To more intuitively show the negative impact of noisy interactions, we compare the performance degradation of all methods after adding noises. As shown in Table
7, we summarize the drop points and drop rates of the NDCG@10 metric for all the compared methods after adding 10% and 20% noisy interactions. By comparing the results, we can easily find that almost all methods, especially LightGCN and NGCF, have a cliff-like decline of their performance with the increase of additional noisy interactions. Specifically, when adding 20% noisy interacions, both NGCF and LightGCN have a more than 20% performance drop on Yelp, Amazon Books, and Gowalla. An important reason may be that the message-passing mechanism of GNN exacerbates the negative effects of noisy interactions, which is also why we need to pay close attention to the model robustness of GNN-based collaborative filtering.
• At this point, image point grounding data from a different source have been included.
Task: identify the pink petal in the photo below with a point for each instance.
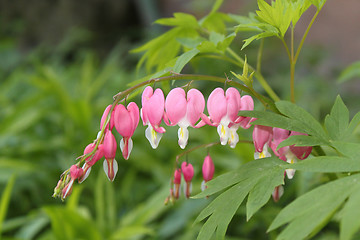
(188, 171)
(300, 152)
(175, 105)
(195, 106)
(233, 103)
(216, 105)
(123, 121)
(109, 145)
With a dual denoising scheme, our proposed method successfully maintains performance degradation below 3% on all datasets, which is far better than the other methods in the latter three datasets. T-CE performs relatively well in terms of performance degradation on the ML-1M dataset. The probable reason is that the backbone CDAE [
55] used by T-CE is more stable for dense datasets (e.g., ML-1M) compared with LightGCN. Still, the performance of T-CE significantly drops for sparse datasets.
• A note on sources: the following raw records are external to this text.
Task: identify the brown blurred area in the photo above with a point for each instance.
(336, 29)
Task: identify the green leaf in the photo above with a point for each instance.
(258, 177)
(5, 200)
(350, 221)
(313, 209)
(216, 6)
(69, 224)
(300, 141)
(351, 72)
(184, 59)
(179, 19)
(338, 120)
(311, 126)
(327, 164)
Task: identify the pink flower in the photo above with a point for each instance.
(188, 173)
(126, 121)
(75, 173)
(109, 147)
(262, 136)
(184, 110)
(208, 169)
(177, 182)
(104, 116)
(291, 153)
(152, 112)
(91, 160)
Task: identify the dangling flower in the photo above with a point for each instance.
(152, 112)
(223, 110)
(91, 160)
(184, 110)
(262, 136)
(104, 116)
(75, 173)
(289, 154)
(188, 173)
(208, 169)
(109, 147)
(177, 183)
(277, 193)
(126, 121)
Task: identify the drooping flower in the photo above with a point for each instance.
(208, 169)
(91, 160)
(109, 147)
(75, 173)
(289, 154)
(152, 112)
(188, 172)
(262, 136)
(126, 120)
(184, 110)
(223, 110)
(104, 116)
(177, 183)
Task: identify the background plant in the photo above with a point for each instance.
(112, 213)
We next further examine whether
RocSE can truly identify noisy interactions. For this purpose, we test whether the trained model can successfully distinguish noisy interaction samples by calculating the prediction scores (i.e., Equation (
6)) for noisy and clean interactions separately. The prediction score for the interaction reflects how well the model adapts to the interaction, and a higher prediction score indicates that the model has higher confidence considering the corresponding interaction as a clean sample. The results of LightGCN and
RocSE on datasets with 20% noisy interactions are shown in Figure
3, where the blue boxes and orange boxes represent clean and noisy samples, respectively. As can be seen from the figure, compared with LightGCN, the prediction scores of clean samples and noise samples by
RocSE have a more obvious difference, which indicates that our method can distinguish noise samples from clean samples more effectively. For example, on the Amazon-20% dataset, the prediction scores of our method for the additional noisy interactions are kept in a very low range, which is consistent with the excellent performance of
RocSE in Table
6.
In summary, to answer RQ1 , the proposed RocSE outperforms the state-of-the-art neural graph collaborative filtering methods, and such improvements are further enlarged when there are injected noisy interactions in the training data. Furthermore, RocSE performs especially better compared to the existing methods when the datasets are large and sparse, which is the usual case in practice.
4.5 Efficiency
Finally, we evaluate the efficiency aspect of the proposed method. We compare the actual training time of the proposed
RocSE with LihgtGCN and SGL. The results are shown in Table
10, where all the results are collected on an Intel(R) Xeon(R) Silver 4110 CPU and a GeForce RTX 2080 GPU.
As shown in Table
10, we count the training time of every single epoch, the number of epochs to converge under the same early stopping strategy, and the total training time for all methods. We also calculate the multiple of
RocSE’s training time compared to LightGCN. We can observe from the table that the training time per epoch of our method is surprisingly reduced compared to SGL. The reason is that there is no reliance on graph structure augmentation to construct comparative learning views in our method. Compared with the LightGCN, although the training time in each epoch is three times slower,
RocSE only takes 42% and 21% extra training time on the larger Yelp-20% and Amazon-20% datasets. This is mainly due to the faster convergence speed of our method. Considering the benefit brought in the effectiveness and robustness aspects, such extra computational cost is affordable in practice.
In summary, to answer RQ4 , although additional denoising and perturbation modules are adopted, the proposed RocSE only incurs affordable extra computational cost compared with LightGCN. It runs even faster than SGL.